To napisał amerykański Żyd z Newsweeka [
www.thedailybeast.com] :
The honor to Jan Karski was intended to memorialize all this. Instead, an ignorant error by somebody who could not be troubled to understand the story he or she was telling has offended Poles and thrown discredit on Karski's own memory. It's not a big story in the United States, but it won't soon be forgotten in Poland.

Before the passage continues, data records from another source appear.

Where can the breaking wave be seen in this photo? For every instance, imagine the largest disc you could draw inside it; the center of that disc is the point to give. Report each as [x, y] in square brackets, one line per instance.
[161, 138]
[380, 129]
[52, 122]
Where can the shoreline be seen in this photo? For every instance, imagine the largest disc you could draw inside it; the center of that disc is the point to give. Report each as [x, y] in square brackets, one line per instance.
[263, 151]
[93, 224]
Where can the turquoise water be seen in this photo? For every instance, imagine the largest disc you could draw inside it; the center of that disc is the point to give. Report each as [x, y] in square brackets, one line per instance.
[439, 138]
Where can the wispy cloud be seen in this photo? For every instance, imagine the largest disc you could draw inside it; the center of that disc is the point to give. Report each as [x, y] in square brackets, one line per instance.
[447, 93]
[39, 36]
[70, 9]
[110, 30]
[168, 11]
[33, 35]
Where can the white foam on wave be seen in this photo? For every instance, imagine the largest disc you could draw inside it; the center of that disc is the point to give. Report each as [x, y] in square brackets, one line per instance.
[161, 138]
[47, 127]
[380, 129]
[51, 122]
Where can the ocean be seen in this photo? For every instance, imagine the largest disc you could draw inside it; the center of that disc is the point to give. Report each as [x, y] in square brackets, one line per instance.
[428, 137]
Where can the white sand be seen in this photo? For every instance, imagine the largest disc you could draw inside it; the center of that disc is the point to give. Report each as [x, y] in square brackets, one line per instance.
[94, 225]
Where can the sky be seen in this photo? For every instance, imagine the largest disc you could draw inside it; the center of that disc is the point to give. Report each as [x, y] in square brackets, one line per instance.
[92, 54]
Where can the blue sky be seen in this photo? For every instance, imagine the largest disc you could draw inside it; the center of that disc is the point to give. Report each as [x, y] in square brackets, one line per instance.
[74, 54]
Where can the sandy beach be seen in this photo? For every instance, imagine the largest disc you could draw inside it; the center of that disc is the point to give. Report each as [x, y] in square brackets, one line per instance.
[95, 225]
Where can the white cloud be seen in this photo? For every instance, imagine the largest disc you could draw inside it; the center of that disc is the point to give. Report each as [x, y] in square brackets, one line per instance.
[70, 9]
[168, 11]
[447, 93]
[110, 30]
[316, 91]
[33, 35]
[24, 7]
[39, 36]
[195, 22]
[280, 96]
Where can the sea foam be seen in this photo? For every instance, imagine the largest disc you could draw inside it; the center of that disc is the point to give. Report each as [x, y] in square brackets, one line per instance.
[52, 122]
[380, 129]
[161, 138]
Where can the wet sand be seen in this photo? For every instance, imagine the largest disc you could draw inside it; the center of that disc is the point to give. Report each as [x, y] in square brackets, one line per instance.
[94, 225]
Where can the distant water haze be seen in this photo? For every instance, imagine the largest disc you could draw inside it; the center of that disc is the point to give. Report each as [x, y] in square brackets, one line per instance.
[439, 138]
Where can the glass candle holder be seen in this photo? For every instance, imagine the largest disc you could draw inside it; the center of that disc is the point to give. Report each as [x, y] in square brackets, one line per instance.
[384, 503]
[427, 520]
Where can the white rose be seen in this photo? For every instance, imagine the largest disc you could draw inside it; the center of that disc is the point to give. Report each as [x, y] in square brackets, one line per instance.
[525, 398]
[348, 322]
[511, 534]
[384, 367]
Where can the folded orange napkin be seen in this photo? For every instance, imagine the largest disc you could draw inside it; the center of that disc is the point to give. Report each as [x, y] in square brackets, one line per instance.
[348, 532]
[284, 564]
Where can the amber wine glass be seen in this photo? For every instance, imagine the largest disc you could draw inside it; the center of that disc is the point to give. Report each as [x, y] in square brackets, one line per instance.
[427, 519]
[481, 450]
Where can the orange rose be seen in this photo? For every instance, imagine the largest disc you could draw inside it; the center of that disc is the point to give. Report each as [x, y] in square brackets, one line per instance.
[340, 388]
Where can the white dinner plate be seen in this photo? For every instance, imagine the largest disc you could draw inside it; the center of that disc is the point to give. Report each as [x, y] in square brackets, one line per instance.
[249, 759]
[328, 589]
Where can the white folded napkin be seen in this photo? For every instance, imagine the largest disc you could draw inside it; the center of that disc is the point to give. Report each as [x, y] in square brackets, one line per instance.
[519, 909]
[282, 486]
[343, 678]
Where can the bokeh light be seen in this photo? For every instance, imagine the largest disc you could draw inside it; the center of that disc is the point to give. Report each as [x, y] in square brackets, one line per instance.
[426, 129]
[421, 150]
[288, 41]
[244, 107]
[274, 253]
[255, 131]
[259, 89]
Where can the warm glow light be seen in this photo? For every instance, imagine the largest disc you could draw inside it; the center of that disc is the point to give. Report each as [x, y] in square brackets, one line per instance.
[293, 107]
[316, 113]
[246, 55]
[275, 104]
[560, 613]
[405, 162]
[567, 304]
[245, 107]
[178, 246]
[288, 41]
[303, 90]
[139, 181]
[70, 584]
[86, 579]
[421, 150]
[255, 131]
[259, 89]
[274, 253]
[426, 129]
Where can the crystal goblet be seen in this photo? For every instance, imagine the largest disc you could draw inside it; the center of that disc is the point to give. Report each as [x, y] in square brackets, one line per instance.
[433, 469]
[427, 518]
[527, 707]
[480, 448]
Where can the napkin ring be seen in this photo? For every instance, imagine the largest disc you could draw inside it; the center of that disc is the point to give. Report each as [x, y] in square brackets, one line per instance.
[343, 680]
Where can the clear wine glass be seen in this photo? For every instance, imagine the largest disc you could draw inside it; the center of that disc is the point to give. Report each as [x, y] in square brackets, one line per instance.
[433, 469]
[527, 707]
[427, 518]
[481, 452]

You may say the Poles are over-sensitive. One might as well say that Americans are under-sensitive. The U.S. has had such a comparatively happy history that it's hard to think of a domestic analogy that would capture what Poles feel when the worst crimes of their worst oppressors are attributed—not to the authors—but to them. "The Hawaiian sneak attack on the U.S. naval base at Pearl Harbor" is a pathetically inadequate approximation, but at least it gets the grammar of the insult. "The Belgian massacre of U.S. prisoners at Malmedy"? No, still not it. Aside from being morally inadequate, such analogies also miss the moral intensity of World War II for Poles. Their war did not end until 1989: they continue to live more intimately with the war's legacy even now, more than almost any other European nation. The medal to Karski was to be part of the process of laying painful memories to rest. It was intended too to strengthen the US-Polish relations that the Obama administration has frayed in pursuit of its "reset" with Russia. Instead, this administration bungled everything: past, present, and future.
Shame.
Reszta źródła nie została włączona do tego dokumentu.